A first embodiment of the present application provides an instant messaging method based on speech recognition, and fig. 1 is a flowchart of the instant messaging method based on speech recognition according to the first embodiment of the present application. The instant messaging method in the first embodiment of the present application is applied to a server, and includes the following steps:
s101, receiving voice information sent by a sending terminal;
in this step, the sending terminal may record the voice message on an instant messaging interface (e.g., a chat interface), and when the flag or button is released after the recording is completed, the recording is completed. Then, the sending terminal sends the voice information to the server through the network.
S102, recognizing the voice information as character information;
in this step, after receiving the voice message sent by the party, the server recognizes the voice message as text message by using a voice recognition technique. Speech recognition techniques are well known in the art and are not described in detail herein.
S103, sending the voice information to a receiving terminal;
in this step, the server transmits the voice information received in step S101 to the receiving terminal.
It should be noted that step S103 may be executed simultaneously with step S102 or sequentially, and when executed sequentially, the order of steps S102 and S103 is not particularly limited.
S104, sending the character information generated after the identification to a receiving terminal;
in this step, the server transmits the character information generated after the voice recognition processing to the receiving terminal. Preferably, in this step, the server sends a designated tag at the same time as the text message, for distinguishing the text message converted from the voice message from the text message directly input by the sender in text.

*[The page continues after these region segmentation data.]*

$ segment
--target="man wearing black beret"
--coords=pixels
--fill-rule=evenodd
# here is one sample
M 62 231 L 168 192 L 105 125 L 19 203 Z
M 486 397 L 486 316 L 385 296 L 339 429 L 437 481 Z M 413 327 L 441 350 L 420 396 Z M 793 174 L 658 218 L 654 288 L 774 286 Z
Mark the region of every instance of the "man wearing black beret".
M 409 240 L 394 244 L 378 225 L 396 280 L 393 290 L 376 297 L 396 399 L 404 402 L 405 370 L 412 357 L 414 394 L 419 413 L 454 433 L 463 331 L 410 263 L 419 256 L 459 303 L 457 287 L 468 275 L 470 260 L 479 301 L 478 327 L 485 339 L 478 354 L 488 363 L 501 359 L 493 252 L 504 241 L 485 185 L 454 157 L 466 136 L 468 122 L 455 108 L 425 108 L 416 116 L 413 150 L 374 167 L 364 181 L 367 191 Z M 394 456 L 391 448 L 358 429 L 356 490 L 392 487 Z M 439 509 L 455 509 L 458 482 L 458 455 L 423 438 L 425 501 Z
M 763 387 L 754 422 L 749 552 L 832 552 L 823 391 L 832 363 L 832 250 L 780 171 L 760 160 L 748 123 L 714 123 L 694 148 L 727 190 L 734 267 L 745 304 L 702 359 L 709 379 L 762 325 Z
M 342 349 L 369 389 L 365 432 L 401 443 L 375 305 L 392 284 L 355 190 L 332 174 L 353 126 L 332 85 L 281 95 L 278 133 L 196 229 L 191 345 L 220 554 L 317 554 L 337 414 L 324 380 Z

It is to be noted that, when step S103 is executed after step S102, step S104 may be executed simultaneously with step S103, or step S104 may be executed before or after step S103, and the present application is not particularly limited.
In an embodiment, step S103 may be executed first, the voice message received in step S101 is sent to the receiving terminal, step S102 is executed again, the voice message is subjected to voice recognition to generate text message, and step S104 is executed later, the text message generated after recognition is sent to the receiving terminal; in another embodiment, step S102 may be executed first, the voice information received in step S101 is subjected to voice recognition to generate text information, and then step S103 and step S104 are executed simultaneously or sequentially, and the voice information and the text information generated after recognition are sent to the receiving terminal.

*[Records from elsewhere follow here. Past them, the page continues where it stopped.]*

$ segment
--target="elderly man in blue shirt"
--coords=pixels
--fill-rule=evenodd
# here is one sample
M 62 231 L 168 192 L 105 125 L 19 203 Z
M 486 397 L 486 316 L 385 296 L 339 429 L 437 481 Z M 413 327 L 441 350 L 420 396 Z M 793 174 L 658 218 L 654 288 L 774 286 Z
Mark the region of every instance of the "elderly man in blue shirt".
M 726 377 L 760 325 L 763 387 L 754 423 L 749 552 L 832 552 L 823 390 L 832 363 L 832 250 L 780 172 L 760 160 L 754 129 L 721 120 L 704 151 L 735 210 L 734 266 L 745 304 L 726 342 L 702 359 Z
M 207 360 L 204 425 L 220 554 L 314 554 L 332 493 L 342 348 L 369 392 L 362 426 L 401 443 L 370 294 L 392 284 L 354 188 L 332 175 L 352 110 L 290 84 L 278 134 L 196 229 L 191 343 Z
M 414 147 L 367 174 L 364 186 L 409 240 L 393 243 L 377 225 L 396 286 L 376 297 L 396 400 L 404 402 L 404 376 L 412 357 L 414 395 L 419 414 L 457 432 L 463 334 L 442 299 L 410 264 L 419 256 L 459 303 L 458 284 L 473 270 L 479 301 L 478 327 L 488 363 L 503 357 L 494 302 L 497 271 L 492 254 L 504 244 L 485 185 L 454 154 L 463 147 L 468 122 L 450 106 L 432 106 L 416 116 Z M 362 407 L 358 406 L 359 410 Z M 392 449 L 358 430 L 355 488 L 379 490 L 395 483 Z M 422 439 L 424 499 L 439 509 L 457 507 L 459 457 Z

In summary, the first embodiment of the present application provides an instant messaging method based on voice recognition, in which voice information is recognized to generate text information, and both the voice information and the text information are sent to a receiving terminal through a server. The instant messaging method provided by the embodiment facilitates the receiving terminal to receive information, overcomes the obstacle that the receiving terminal cannot listen after receiving the voice information in some occasions, and avoids the problem of privacy disclosure of a user.
Second embodiment
A second embodiment of the present application provides an instant messaging method based on speech recognition, and fig. 2 is a flowchart of the instant messaging method based on speech recognition according to the second embodiment of the present application. The instant messaging method in the first embodiment of the present application is applied to a server, and includes the following steps:
s201, receiving voice information sent by a sending terminal;
s202, recognizing the voice information as character information;
s203, sending the voice information to a receiving terminal;
s204, the character information generated after the recognition is sent to a receiving terminal;
the steps S201 to S204 are the same as or similar to the steps S101 to S104 in the first embodiment, and are not repeated herein.
In a preferred embodiment, after step S202, the method may further include
S205, the character information generated after recognition is sent to a sending terminal;
in this step, the server transmits the character information generated in step S202 to the transmitting terminal.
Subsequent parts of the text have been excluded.